Oil exploration: Legacy policies for upstream need to be revisited


Oil exploration: Legacy policies for upstream need to be revisited

It is conventional wisdom that if existing customers are happy, they repeat their custom, increase their business and provide a beacon to allure new customers. When the government seeks new bidders for residual unexplored acreage in India, the most vigorous participants are likely to be the existing PI (participating interest) holders who are enthusiastic and the new companies reassured and emboldened by them. The government has introduced welcome changes in the policies for new investments in exploration and production of domestic oil and gas. These make the contract regime more compatible for the challenging factors below the ground. The current operators, however, work primarily on NELP, pre-NELP and nominated acreage. Sadly, the legacy issues impacting these regimes still exist. Most producers are mired in these legacy issues. This impacts their future investment plans.

So, how did adverse situations arise, and why do the issues persist for years?

Take one example the continued exploration in a producing field.

Once a discovery is found to be commercial, two distinct activities begin. One, to bring the discovery to production at the earliest. Two, to extend the reservoir limit and find additional reservoirs around the first. It is known that areas around existing fields have higher prospectivity. Additional discoveries help maintain a healthy reserve-to-production ratio, sustain production for a longer period, improve facilities’ utilisation and lower costs. These upsides exist globally, and are part of normal business operations. Such exploration ensures that all subsoil oil and gas is discovered and extracted, which, theoretically, should be of prime importance to a hydrocarbon-deficit country like India.
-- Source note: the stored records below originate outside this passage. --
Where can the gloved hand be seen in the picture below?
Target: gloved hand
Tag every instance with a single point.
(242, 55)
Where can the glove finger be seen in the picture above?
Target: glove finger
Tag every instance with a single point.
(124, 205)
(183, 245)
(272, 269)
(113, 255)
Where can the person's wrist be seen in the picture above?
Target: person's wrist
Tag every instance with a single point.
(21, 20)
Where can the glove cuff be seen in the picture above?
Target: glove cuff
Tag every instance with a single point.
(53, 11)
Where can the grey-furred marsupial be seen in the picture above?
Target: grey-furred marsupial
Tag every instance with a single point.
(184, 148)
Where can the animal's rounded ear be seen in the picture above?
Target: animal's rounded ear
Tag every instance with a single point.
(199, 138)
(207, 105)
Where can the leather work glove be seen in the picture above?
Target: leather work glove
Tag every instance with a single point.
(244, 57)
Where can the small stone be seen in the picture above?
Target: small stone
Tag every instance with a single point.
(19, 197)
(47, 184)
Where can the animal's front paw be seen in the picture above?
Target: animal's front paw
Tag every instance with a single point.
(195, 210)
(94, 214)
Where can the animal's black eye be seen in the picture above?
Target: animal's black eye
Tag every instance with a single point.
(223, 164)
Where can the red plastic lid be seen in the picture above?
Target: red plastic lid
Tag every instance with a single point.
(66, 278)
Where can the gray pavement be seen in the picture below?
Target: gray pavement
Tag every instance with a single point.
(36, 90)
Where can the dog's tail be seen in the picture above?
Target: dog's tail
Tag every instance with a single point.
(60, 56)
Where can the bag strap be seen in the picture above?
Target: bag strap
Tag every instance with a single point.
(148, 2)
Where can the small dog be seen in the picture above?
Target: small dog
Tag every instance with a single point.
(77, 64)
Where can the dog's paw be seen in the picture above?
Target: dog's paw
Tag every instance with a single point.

Exploration is a petroleum operation, and all petroleum operations are permitted in the PSC (production sharing contract) without let or hindrance. But, in India, the government decided to object to additional exploration, subsequent to the exploration period designated for the first discovery. Repeated representations by the industry resulted in a policy guideline in February 2013, where such exploration was permitted but was ring-fenced till the FDP (field development programme) approval post the commercial discovery. As a result, the entire exploration risk, which was earlier shared between the operator and the government, was transferred to the operator alone. It also increased the threshold for developing a field in case of exploration success.

What is the result of such a policy? The operator risk has increased manifold, and it shall now only attempt those additional explorations where costs and risks are relatively low. Consequently, many potential oil and gas resources that might otherwise be discovered and subsequently produced remain unexplored. Operators’ income from the field also takes a dip. An unintended consequence is the drop in funds available for new bids. Actual experience shows that the amount of such additional exploration in ML (mining licence) areas has been minimal since this policy was brought. Could we have discovered and produced more oil and gas? Perhaps yes.

Policy is not a contract. It can be changed, particularly if the change furthers the objectives of contract, and is in the interest of both the parties. In this case, if the policy is changed and ring-fencing removed, then all exploration costs shall be shared between the operator and the government, as was originally in the PSC, versus the entire cost being borne by the operator under ring-fencing. An unsuccessful exploration shall be a revenue-negative event for both the operator and the government (it must be noted the operator is bearing the entire cost, and loss to the government is only notional through reduced anticipated revenue). Given the scarcity of capital, the operator undertakes such exploration only after due diligence, but it accepts these losses if they occur. On the government side, the policymaker has to accept some revenue-adverse events may occur, but are justified because India needs to explore more. The probability favours the government getting much higher oil and revenue. This hiccup has so far proved insurmountable, particularly in view of past CAG reports.
The NELP (New Exploration & Licensing Policy, 1999), under which these contracts were signed, states expedited exploration and maximisation of production as the objectives. The previous government declared “production and not revenue” as the primary consideration for decision-making, which, if effective, would immediately reverse this policy. Yet despite many representations to revisit the policy and bring it in line with professed objectives, the policy continues, and current operators continue to suffer.

After doing a root-cause analysis of the above and many other policies that are similarly comatose, the industry requested the government to notify a policy statement asserting the primacy of expedited exploration and maximisation of production rather than revenue as the objective. The logic formed the basis of some policies issued in February 2019. But, the policy statement, as requested, was not notified.

Hence, there is no protection for the decision-maker if any amendment to the existing policy results in a theoretical adverse revenue to the government or a big gain to the operator—even if the same happens because of a big discovery and additional oil production. It is likely that in the absence of such a policy statement, the above and many other policies that require a revisit, to bring all processes in line with current and updated thinking, will not happen.

Not only is the inimical policy continuing, but it is understood that it is being interpreted even more rigidly by making the fence tighter, thus increasing risk and reducing exploration.

PM Narendra Modi has thrown a challenge to the industry to reduce imports by 10% by 2022. To achieve this, policies also must converge to extract the last subsoil molecule of hydrocarbons. To facilitate this, all legacy policies giving primacy to revenue need to be revisited, and demotion of revenue as only a secondary or tertiary objective needs to be notified. Once the processes of current E&P operators are consistent, not only will production increase, but will also release the spirits to boost participation from current and new companies.